FIGS. 2-3 show one embodiment of horizontally movable and downwardly biased appendage 10 for use with a mobile surface treating apparatus. In this particular embodiment, appendage 10 is integral with a sheet holder 34, in contrast to the aforementioned embodiments where the appendage 10 is not integral with the balance of the robot 20. Sheet holder 34 includes a rigid supporting element 32 having a first side and a second side, a plurality of sheet attachment positions 40, a compliant pad 30 attached to second side of said supporting element 32 and a sheet holder connector 50. Sheet holder connector 50 attaches supporting element 32 and appendage 10 to robot 20.
In this particular embodiment, appendage 10 may be made of a flexible material, preferably a resilient or elastic material such as rubber or cellular foam. In addition, sheet holder 34, rigid supporting element 32, compliant pad 30 or any combination thereof can also be made of a flexible material, preferably a resilient or elastic material such as rubber or cellular foam. However, it is preferable that rigid supporting element 32 is made of a more rigid material than the compliant pad 30, in order to provide more structural integrity to the sheet holder 34.
Referring to FIG. 4, appendage 10 has a top surface 15T, a bottom surface 15B and includes at least one sheet holder receptacle 40. The sheet holder receptacle 40 engages the sheet, and is one of many available attachments for securing the sheet to the compliant pad 30. Adhesive, cohesive, frictional engagement, and mechanically interlocking attachment systems are known in the art and included within the scope of the present invention.

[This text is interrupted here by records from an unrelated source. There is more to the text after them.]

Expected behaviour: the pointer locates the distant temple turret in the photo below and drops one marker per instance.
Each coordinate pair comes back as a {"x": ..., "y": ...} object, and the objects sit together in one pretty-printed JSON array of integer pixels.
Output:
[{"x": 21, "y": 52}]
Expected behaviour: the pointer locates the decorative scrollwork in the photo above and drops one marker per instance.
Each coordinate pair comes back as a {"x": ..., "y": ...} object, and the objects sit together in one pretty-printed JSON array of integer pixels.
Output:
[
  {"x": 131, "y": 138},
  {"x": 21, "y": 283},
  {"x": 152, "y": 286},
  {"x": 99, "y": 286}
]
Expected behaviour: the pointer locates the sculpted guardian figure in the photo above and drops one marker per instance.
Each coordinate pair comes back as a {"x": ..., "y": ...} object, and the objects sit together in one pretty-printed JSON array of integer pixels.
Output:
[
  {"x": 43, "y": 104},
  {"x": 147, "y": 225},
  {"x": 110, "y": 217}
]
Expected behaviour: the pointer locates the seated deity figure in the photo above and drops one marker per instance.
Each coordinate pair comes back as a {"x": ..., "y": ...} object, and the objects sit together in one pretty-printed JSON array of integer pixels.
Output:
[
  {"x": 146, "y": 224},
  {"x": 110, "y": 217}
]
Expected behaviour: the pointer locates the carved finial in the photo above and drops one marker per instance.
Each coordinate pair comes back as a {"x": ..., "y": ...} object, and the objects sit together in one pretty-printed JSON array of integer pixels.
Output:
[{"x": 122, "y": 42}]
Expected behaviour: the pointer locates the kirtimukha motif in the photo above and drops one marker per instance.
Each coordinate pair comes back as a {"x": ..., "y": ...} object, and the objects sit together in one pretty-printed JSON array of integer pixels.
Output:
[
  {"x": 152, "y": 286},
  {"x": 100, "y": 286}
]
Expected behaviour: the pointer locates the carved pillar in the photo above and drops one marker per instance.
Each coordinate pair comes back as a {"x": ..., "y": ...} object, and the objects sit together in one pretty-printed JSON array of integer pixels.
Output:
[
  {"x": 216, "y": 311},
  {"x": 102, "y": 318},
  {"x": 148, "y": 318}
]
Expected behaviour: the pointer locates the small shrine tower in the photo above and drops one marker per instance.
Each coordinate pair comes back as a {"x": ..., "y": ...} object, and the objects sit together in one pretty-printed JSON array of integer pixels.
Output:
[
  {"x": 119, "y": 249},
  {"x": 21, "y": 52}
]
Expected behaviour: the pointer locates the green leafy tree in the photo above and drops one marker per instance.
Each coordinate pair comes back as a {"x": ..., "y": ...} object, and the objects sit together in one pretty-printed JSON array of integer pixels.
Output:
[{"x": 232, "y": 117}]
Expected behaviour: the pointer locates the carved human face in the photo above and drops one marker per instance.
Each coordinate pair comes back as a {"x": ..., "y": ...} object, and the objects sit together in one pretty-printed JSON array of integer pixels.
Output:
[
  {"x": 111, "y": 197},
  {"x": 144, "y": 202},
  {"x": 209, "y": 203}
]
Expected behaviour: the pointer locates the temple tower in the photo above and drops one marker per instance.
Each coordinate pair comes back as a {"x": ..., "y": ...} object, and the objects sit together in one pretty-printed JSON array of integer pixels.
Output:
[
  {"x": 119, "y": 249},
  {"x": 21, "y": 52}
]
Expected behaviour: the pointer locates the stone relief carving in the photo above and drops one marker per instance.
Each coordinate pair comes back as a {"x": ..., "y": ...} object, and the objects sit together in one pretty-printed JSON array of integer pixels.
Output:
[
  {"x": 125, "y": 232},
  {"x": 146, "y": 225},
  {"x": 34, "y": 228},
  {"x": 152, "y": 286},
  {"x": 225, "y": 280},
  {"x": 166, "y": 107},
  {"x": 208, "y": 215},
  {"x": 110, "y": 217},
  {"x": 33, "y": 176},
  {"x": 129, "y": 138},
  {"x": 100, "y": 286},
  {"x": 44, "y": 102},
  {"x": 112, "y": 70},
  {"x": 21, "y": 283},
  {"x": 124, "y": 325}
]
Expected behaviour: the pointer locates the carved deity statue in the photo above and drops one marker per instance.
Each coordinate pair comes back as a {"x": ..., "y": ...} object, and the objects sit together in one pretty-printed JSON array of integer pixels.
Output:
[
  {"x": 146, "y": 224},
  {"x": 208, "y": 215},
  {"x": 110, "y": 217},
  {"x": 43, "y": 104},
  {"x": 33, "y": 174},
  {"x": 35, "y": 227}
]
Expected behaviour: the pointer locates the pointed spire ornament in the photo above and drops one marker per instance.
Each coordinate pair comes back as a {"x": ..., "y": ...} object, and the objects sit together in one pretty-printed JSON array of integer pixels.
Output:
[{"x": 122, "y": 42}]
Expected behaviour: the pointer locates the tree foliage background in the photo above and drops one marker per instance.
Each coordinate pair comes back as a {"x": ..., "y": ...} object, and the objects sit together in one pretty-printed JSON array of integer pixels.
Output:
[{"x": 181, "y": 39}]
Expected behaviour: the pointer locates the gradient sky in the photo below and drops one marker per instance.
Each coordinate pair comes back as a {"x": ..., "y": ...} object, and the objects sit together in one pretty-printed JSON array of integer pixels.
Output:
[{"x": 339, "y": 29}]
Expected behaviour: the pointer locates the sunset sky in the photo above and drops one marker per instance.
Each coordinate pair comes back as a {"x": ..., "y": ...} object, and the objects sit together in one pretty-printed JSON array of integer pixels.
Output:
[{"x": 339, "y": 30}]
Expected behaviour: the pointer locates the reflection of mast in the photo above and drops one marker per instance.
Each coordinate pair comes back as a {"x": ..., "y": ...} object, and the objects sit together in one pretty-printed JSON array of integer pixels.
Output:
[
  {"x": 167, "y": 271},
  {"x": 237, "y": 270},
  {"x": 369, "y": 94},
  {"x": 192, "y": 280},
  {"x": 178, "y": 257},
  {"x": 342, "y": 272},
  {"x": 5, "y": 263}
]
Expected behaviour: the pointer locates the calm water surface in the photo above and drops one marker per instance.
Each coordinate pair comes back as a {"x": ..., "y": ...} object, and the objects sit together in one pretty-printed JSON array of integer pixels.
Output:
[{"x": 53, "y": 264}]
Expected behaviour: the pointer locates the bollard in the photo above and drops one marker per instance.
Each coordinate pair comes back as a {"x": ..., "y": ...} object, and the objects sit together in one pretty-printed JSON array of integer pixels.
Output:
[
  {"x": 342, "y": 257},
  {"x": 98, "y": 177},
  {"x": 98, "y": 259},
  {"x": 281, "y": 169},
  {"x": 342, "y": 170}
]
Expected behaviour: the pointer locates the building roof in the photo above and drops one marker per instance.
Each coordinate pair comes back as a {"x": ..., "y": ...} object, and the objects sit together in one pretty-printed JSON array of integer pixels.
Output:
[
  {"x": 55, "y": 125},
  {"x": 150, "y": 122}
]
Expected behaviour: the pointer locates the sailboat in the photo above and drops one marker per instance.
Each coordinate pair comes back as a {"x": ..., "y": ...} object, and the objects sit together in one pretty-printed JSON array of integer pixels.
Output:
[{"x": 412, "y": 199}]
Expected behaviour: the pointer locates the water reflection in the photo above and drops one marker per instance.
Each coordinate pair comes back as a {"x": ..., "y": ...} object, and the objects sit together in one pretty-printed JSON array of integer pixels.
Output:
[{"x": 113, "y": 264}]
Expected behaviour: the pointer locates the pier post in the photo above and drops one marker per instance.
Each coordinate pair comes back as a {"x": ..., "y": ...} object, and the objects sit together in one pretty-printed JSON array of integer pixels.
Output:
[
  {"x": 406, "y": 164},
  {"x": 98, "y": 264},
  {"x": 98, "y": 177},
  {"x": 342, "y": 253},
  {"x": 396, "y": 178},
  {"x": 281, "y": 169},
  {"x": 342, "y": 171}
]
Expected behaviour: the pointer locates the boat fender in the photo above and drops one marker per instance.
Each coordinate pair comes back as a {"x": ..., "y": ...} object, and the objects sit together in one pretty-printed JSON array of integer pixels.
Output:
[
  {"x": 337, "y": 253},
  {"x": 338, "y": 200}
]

In the preferred embodiment, appendage 10 is downwardly biased via one or more stiffening, ribs 14 that extend upwardly from top surface 15T of appendage 10. Due to the section modulus, ribs 14 resists vertical motion more than the horizontal motion. In one particular embodiment, rib 14 is disposed along the peripheral edge of appendage 10, although a single rib 14 may be centered within, or offset from the center of the appendage 10. Generally, bottom surface 15B of appendage 10 is substantially uniform. However, an open structure comprised of vertical ribs can be employed with similar results without changing the scope of the invention.
Other horizontally resilient, but vertically firm mechanisms may be used for appendage 10 such as a horizontally flaccid chain-like structure, including but not limited to similar to a bicycle chain, a mop-like structure having a horizontally resilient core and plural flaccid cords attached thereto or a furry tube-like tail formed around a central vertical rib providing a downward bias and horizontal resilience providing for an animalistic appearance.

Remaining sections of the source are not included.